Shoulders in line with the board I feel makes backside edge control more difficult than it needs to be. If you're at -15, +15 for example, it's really easy to move your center of mass way off to the toeside. It's less easy to move it off to the heelside. There's less range and less ability to control it in a subtle way on the heelside because most people bend forward at the waist better than they bend backwards at the waist. Having your rear foot set negative and therefore your shoulders held back from coming around to allow you to face the front end of the board also limits your ability to see over your leading shoulder. So when you go from toeside to heelside you are turning into a big blindspot. If you have flatter back foot angle or even (gasp) a slightly positive back foot angle then you can get your shoulders to twist farther around to approaching perpendicular to the centerline of the board. That means you can turn your neck and see pretty much everything that you're turning into on a heelside. If you've got a great range of motion then I imagine you could do it from a duck stance. But I sure can't. With your shoulders freed up to come around, you can use some waist bending movements to help move your center of mass in pretty much every direction. Knee movements are still important but are different than the ones you have to make when riding duck. I'm basically describing an out-of fashion way to ride. It was not unusual 15 or 20 years ago. But now everybody is ducking and riding squared up. I think turn quality suffers as a result. If you're more park oriented or really like riding switch then I understand why you might want to ride duck stance. Ultimately, I'm less interested in riding switch and more interested in big turns, riding onto and off of natural features, and all mountain riding. No park, no aerial spins for this bro. 



chomps1211 said:


> Just curious,... why would that particular alignment of the shoulders be a hinderance?
> 
> To my mind I would have thought having the shoulders more or less in line with the board gives you _equal_ ability to throw/move your mass in either direction. :dunno:
> 
> If that's not the case then I'm just curious to know why? :shrug: (...btw, No particular investment in either position being right/wrong. Just interested in learning.)


----------



## Cane700 (Oct 29, 2012)

SGboarder said:


> Cane700 said:
> 
> 
> > Serious carving, slalom, serious carving, slalom. Is Slalom not the most serious of carving? High speed bombing doesn't require your back foot to face forward and there are plenty of powder riders who do just fine with a back foot in the other direction. He's a beginner learning to ride. Duck stance will not hinder his learning in any way. When he gets better he can adjust his binding however he wants and will be fine. For the purposes of a beginning snowboarder, duck stance will not hinder him.
> ...


OK. You seem very angry and Ive clearly walked onto your turf. You should consider responding to the OPs question then. I just came to the forum looking for some recommendations on an upcoming trip. Figured I'd pay forward and contribute a little. My advice is far from wrong. I'll say this once and you can have your forum back. Getting a new rider in a comfortable stance off the bat will help them progress in their learning to ride. If one wants to specialize in one of the more specific niches of snowboarding, they can make the adjustment once they're comfortable linking turns and going fast. The original poster clearly stated a preference for duck stance. That's his path of least resistance.


----------



## freshy (Nov 18, 2009)

I also ride duck 18/-13 for the simple reason it's comfortable. I couldn't care less if someone thinks my stance is ruining carving or snowboarding. I don't ride switch or go in the park either. I am clearly having way more fun on the hill than the guy who thinks his technique is scientifically proven to make him above others. 

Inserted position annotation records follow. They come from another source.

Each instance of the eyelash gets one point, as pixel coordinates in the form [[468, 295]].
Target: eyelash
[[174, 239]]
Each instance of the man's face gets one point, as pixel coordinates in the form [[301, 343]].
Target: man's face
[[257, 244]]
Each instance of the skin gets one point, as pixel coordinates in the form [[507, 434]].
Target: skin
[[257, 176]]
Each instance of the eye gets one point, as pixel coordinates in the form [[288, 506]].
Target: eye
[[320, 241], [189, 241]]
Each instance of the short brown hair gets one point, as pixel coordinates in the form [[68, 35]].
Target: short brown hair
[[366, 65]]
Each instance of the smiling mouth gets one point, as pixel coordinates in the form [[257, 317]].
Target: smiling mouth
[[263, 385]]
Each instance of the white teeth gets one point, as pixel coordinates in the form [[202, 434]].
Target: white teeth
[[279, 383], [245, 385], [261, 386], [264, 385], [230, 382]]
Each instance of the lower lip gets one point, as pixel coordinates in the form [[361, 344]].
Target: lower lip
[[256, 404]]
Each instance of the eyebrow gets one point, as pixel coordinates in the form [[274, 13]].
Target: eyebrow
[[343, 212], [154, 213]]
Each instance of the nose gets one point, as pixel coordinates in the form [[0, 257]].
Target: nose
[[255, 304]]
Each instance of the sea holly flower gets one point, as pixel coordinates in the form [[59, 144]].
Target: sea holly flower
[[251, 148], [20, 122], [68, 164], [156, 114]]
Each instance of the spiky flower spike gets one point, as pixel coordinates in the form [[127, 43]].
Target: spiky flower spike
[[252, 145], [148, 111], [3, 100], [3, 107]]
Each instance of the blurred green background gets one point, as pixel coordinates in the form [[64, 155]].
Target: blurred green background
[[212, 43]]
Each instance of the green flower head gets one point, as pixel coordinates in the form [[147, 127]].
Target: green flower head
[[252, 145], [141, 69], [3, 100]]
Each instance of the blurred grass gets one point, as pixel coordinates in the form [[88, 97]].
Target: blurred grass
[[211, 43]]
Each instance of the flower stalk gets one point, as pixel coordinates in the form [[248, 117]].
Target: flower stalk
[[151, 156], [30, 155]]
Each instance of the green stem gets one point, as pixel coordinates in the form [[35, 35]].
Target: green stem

Not only do I get knee problems if my rear foot is at a positive angle, I do not have the power in my legs to snap some slashes and my feeling of percision control is left a little numb.

It's just snowboarding, do what feels good.


----------



## Fielding (Feb 15, 2015)

Forreal shouldn’t be any hate over the subject of stance. It’s all about you. You gotta be you. Even if you can’t ride for shit. Just go with it.


----------



## ridinbend (Aug 2, 2012)

freshy said:


> I also ride duck 18/-13 for the simple reason it's comfortable. I couldn't care less if someone thinks my stance is ruining carving or snowboarding. I don't ride switch or go in the park either. I am clearly having way more fun on the hill than the guy who thinks his technique is scientifically proven to make him above others.
> 
> Not only do I get knee problems if my rear foot is at a positive angle, I do not have the power in my legs to snap some slashes and my feeling of percision control is left a little numb.
> 
> It's just snowboarding, do what feels good.


I could never imagine riding with a positive angle on my back foot, I've tried and my knee starts throbbing in minutes. 22 years of surfing has my back foot neutral to way ducked. I've tried riding everything from 0 to -24. I ended up feeling most neutral on my board with my stance at 18,-18.


----------



## Duck93 (Dec 15, 2017)

Wow thanks for all the replies! That’s what I was thinking though that it’s more geared to what’s comfortable. I’ll play around with my stance a little but I’m ducked for sure my surfing stance was crazy lol. Thanks again everyone!


----------